Logo que uma pessoa se sente só ou "separada",a angústia apodera-se dela e tanto faz que seja uma criança de seis meses como um adulto de quarenta ou mais anos.
Todos nós somos movidos pela necessidade de segurança e de bem estar e a nossa maior segurança é-nos dada pelo amor e protecção da mãe.
Portanto segurança essencial é igual a conservar o amor da mãe assim como angústia equivale à sensação de ter perdido esse amor,de ser moralmente rejeitada,e neste caso a sociedade assume simbolicamente o papel da mãe.
"Se cometeres um erro,se mostrares a tua verdadeira personalidade,deixarei de gostar de ti" ou seja"abandonar-te-ei"!
O homossexual sente obviamente que foi "abandonado" que cometeu uma falta e que deve pagar o que é justo, para ele ou ela é a lei da mãe/sociedade que já não gosta dele e que o repudia:Eis algumas declarações de analizandos meus homossexuais:"Minha mãe dizia-me sempre:Se desobedeceres,deixarei de gostar de ti.....!"De cada vez que praticava alguma"maldade",minha mãe amuava como se eu fosse um criminoso/a....!"Se continuares a ser mau/má abandonar-te-ei à esquina de uma rua qualquer,e Nosso Senhor tambem,o diabo virá buscar-te"-"Até à idade de 15 anos ouvi a minha mãe dizer-me;desobedeceste-me,só voltarei a falar-te quando me tiveres pedido perdão.Nesses momentos havia em mim muita angústia mas tambem muito ódio.Nunca era eu próprio.Devia ser sempre como a minha mãe queria que fosse e sei muito bem que,apesar da minha hostilidade contra ela,os seus amuos angustiavam-me tanto que fazia fosse o que fosse só para lhe agradar e apercerbo-me agora a que ponto tudo isso era profundamente inconsciente...!"

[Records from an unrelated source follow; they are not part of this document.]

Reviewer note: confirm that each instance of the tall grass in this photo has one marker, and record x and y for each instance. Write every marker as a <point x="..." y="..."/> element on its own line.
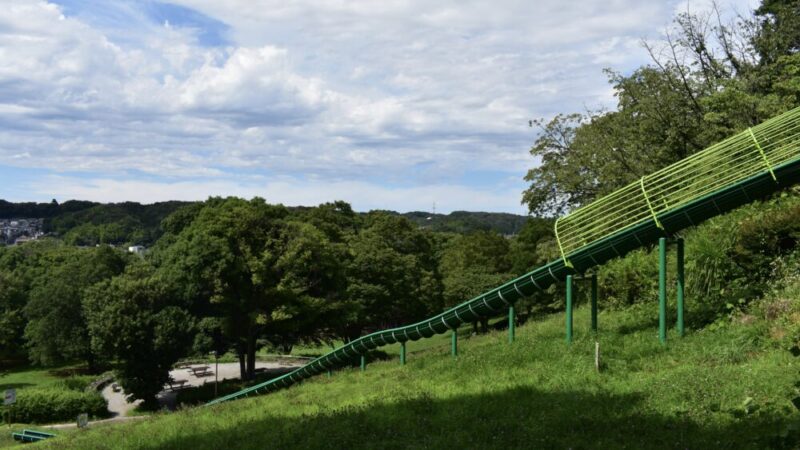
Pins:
<point x="716" y="388"/>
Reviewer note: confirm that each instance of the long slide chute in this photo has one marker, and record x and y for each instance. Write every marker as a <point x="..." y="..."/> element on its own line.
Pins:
<point x="733" y="172"/>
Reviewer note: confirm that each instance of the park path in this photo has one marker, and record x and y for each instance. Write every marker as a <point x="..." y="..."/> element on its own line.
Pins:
<point x="119" y="407"/>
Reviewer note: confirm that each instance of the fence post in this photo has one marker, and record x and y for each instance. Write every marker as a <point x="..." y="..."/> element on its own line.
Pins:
<point x="594" y="302"/>
<point x="662" y="290"/>
<point x="569" y="309"/>
<point x="679" y="276"/>
<point x="511" y="324"/>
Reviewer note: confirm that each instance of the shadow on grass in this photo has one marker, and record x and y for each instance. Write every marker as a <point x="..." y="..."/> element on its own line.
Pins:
<point x="517" y="418"/>
<point x="3" y="387"/>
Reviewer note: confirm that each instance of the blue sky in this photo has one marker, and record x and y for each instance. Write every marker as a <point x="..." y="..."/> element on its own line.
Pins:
<point x="388" y="105"/>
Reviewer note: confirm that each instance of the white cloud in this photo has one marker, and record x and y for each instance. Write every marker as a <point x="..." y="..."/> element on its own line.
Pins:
<point x="402" y="91"/>
<point x="287" y="190"/>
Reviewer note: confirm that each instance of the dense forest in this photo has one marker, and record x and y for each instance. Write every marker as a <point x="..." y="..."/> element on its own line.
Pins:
<point x="87" y="223"/>
<point x="234" y="275"/>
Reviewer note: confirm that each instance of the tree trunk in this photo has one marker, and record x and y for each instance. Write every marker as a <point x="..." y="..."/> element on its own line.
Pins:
<point x="251" y="357"/>
<point x="242" y="368"/>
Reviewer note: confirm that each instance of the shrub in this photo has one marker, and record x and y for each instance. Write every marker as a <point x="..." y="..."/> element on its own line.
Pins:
<point x="53" y="403"/>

Conforme o que acabámos de ver a atitude da mãe/sociedade resume-se muitas vezes nisto:-Se não desempenhas o papel que eu exijo de ti,se infrigires a minha lei,se não fores o que eu quero que sejas,se não fizeres o que eu quero que sejas,se não fizeres o que eu quero que faças,abandonar-te-ei.Terás a sensação de ser moralmente culpado/a.Não te perdoarei e não te aceitarei de novo senão quando te submeteres à minha lei.

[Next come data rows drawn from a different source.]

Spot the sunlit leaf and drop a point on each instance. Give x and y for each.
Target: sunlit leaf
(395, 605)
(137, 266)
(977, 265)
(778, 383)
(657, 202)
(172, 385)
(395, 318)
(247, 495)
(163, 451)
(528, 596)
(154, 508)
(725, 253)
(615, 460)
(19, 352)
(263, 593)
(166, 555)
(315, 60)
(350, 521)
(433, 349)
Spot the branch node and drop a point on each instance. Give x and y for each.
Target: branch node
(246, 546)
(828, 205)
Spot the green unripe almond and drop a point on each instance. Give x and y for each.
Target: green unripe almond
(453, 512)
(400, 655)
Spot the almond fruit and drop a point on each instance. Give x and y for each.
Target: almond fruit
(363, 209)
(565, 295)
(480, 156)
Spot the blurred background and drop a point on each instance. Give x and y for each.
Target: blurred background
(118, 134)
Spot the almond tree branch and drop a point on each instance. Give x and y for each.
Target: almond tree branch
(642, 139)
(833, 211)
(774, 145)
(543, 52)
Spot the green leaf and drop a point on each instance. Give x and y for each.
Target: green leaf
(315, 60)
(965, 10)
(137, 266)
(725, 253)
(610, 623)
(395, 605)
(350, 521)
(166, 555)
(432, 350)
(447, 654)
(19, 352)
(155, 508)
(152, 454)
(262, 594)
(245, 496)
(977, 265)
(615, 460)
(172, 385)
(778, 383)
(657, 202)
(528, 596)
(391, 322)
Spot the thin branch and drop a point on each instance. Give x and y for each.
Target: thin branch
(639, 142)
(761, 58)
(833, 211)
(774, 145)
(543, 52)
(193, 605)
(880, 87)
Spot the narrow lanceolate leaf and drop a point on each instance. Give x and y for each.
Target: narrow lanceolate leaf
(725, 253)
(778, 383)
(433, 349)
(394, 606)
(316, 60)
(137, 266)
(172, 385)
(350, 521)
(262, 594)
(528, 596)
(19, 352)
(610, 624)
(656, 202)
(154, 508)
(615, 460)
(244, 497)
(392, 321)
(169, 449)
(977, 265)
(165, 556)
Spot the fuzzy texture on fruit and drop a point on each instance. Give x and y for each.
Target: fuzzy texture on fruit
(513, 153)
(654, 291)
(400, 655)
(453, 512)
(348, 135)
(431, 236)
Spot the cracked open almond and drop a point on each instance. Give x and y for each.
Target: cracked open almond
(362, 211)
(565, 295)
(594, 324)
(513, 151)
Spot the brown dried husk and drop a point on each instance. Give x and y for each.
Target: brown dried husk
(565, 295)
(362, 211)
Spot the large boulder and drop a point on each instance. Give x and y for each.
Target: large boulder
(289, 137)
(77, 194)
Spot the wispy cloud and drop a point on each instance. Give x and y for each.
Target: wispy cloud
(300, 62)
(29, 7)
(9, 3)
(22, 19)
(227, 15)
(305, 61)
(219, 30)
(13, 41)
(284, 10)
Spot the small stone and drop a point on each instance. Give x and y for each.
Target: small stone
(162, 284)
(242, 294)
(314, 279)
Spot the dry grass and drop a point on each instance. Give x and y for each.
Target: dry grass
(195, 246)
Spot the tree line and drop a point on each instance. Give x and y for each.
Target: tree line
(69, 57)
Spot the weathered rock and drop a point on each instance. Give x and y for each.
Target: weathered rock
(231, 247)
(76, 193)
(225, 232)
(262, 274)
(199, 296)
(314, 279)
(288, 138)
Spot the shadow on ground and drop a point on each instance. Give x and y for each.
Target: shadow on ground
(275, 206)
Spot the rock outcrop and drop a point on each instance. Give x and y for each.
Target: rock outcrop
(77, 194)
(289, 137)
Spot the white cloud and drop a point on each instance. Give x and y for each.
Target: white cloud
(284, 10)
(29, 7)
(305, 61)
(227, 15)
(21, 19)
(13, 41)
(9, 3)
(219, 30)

O resultado lógico deste procedimento é o seguinte:Sempre que o sujeito comete uma falta,ou antes um erro,sente-se moralmente culpado,logo excluido,e ameaçado por perder o amor da mãe,leia-se a aceitação social,e ao mesmo tempo,por perder todo o sentimento de segurança.
E pouco a pouco,implacavelmente,como uma tenaz,a neurose instala-se e o homossexual rejeita o direito de viver,de ser feliz,de ter o seu lugar por direito próprio na sociedade, a espontaneidade,a autenticidade,a autonomia morrem e a opinião dos outros torna-se um molosso com o qual há que contemporizar a cada momento.

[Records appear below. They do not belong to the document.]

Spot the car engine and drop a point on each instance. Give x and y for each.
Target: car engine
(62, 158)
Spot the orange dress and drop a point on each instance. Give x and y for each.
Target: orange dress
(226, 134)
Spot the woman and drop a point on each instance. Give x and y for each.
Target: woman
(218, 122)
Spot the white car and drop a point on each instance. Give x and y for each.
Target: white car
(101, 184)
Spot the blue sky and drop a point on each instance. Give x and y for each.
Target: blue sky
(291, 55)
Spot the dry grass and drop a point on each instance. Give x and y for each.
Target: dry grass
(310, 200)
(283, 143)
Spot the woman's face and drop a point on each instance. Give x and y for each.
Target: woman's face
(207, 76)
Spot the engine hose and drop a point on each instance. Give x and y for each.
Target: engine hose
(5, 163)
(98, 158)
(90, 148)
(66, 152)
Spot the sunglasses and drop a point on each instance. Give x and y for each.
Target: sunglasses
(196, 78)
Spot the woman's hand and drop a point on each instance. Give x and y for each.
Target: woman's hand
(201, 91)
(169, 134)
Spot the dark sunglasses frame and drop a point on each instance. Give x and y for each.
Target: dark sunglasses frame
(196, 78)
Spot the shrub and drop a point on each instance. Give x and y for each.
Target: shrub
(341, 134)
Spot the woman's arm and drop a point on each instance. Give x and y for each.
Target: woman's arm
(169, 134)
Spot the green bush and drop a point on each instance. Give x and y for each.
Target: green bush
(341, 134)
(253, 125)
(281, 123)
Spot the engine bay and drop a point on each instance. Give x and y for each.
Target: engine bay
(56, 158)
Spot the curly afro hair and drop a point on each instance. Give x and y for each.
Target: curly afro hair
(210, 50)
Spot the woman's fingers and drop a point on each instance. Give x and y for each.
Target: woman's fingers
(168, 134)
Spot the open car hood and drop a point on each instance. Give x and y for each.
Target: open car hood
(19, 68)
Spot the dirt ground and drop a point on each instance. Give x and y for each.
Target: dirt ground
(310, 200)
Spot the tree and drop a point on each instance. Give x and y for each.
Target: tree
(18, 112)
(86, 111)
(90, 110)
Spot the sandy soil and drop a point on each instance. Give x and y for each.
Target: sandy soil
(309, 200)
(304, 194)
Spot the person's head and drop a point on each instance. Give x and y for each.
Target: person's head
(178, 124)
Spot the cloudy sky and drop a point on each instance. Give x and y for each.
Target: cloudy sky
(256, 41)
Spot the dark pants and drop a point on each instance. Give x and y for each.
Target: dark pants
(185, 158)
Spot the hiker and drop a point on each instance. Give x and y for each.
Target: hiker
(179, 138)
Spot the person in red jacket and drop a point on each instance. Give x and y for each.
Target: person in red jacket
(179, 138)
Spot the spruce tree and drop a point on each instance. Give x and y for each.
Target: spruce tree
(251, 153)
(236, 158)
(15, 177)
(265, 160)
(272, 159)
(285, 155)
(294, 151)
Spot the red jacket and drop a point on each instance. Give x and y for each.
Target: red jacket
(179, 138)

A relação com o psicoterapeuta surge então como a procura desesperada de recuperar o direito da sensação de ser amado,seja em que ocasião e lugar for e com quem for,aliás acontece muitas vezes no decorrer de uma psicoterapia que o analisando inconscientemente agressivo se mostra de uma submissão exemplar e de uma delicadeza a toda a prova.Trata-se pois,de uma forma de resistência,o sujeito resiste,uma vez que dar vazão à sua agressividade representa para ele um grave perigo,o de ser desprezado e julgado pelo psicoterapeuta para o qual transferiu todo o peso e significado simbólico da mãe/sociedade
Reside aqui o papel preponderamte do psicoterapeuta como figura contentora,despenalizadora,desconstrutiva e reconstrutiva,ou seja reparadora da sanidade mental do sujeito.
"O seropositivo e a auto-imagem corporal"
À representação do corpo sobrepõe-se, completando-a, a representação da pessoa,ou seja ao self corporal sobrepõe-se o self mental,isto é a representação global do sujeito,imagem do próprio,do todo pessoal somato-psiquico e social,composição do esquema corporal alargado quer à identidade própria quer à do papel social.
Nos doentes seropositivos as alterações morfológicas que incluem lipodistrofia periperal e acumulação de gordura,bem como a percepção que cada doente faz da sua condição de desfiguração e consequente estigmatização social,que é tida como uma erosão da imagem corporal, torna publico o seu estatuto serológico de VIH positivo.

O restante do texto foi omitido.